Such a plot is also useful to compare opposites like the words peace and war, which are also studied in an earlier post:

StackedDateListPlot[
 MapThread[
  Callout, {Values[
    WordFrequencyData[{"war", "peace"}, "TimeSeries"]], {"war", 
    "peace"}}], PlotRange -> All, PlotLayout -> "Percentile", 
 ImageSize -> Large, PlotStyle -> {Red, Green}, 
 LabelStyle -> Directive[Bold, 16], PlotTheme -> "Detailed"]

enter image description here

It is interesting to see that since about 1850 the word war is more frequent than peace.

These plot also reflect use of words such as bike and bicycle

StackedDateListPlot[
 MapThread[
  Callout, {Values[
    WordFrequencyData[{"bicycle", "bike"}, "TimeSeries"]], {"bicycle",
     "bike"}}], PlotRange -> All, PlotLayout -> "Percentile", 
 ImageSize -> Large, PlotStyle -> {Red, Green}, 
 LabelStyle -> Directive[Bold, 16], PlotTheme -> "Detailed"]
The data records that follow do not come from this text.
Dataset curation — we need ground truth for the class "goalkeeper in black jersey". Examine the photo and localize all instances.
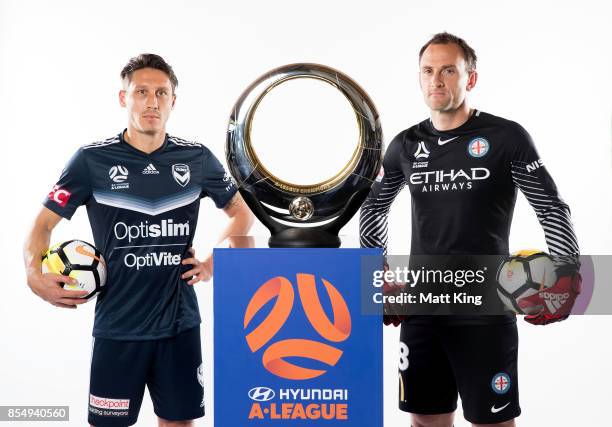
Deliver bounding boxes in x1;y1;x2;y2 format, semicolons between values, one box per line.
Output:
360;33;580;427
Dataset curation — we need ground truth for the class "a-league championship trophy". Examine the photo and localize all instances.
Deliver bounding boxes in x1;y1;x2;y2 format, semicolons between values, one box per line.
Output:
214;64;383;427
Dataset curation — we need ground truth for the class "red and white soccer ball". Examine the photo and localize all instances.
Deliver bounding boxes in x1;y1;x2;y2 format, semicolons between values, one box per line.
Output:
42;240;106;300
497;250;557;314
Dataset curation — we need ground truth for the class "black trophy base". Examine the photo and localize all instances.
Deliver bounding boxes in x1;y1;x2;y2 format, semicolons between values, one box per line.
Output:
268;228;340;248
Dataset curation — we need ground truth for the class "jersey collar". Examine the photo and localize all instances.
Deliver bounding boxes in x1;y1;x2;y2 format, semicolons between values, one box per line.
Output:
119;128;168;157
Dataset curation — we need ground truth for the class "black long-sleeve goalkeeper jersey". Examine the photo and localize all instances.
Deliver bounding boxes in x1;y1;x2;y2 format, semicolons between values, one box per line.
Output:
360;110;579;324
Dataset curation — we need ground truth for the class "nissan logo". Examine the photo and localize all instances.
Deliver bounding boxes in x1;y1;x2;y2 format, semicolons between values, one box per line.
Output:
249;387;274;402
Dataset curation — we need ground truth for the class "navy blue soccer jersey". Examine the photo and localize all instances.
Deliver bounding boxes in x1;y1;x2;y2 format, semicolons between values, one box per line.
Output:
44;132;236;340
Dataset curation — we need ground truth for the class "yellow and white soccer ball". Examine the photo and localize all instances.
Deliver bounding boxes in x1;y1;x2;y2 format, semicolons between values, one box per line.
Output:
42;240;106;300
497;250;557;314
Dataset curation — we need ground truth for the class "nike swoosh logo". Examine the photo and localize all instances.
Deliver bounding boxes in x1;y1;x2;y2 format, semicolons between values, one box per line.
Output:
75;245;103;264
491;402;510;414
438;136;459;145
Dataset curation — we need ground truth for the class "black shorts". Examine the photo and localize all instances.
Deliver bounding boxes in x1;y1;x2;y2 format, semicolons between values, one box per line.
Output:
399;321;521;424
88;326;204;426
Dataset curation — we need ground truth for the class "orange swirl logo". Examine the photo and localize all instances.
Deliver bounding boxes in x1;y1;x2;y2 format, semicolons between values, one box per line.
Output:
244;273;351;380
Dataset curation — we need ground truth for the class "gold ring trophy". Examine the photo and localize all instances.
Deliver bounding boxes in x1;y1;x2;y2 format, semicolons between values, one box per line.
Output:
226;63;382;247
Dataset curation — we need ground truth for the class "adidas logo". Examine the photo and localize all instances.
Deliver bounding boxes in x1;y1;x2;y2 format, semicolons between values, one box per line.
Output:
142;163;159;175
enter image description here

I would have expected that bike becomes more prominent during the 20th century. Between 1800 and 1880 is is also surprisingly common. I am not sure why, but this could be due to the other meaning of bike which is something like "nest or swarm of bees".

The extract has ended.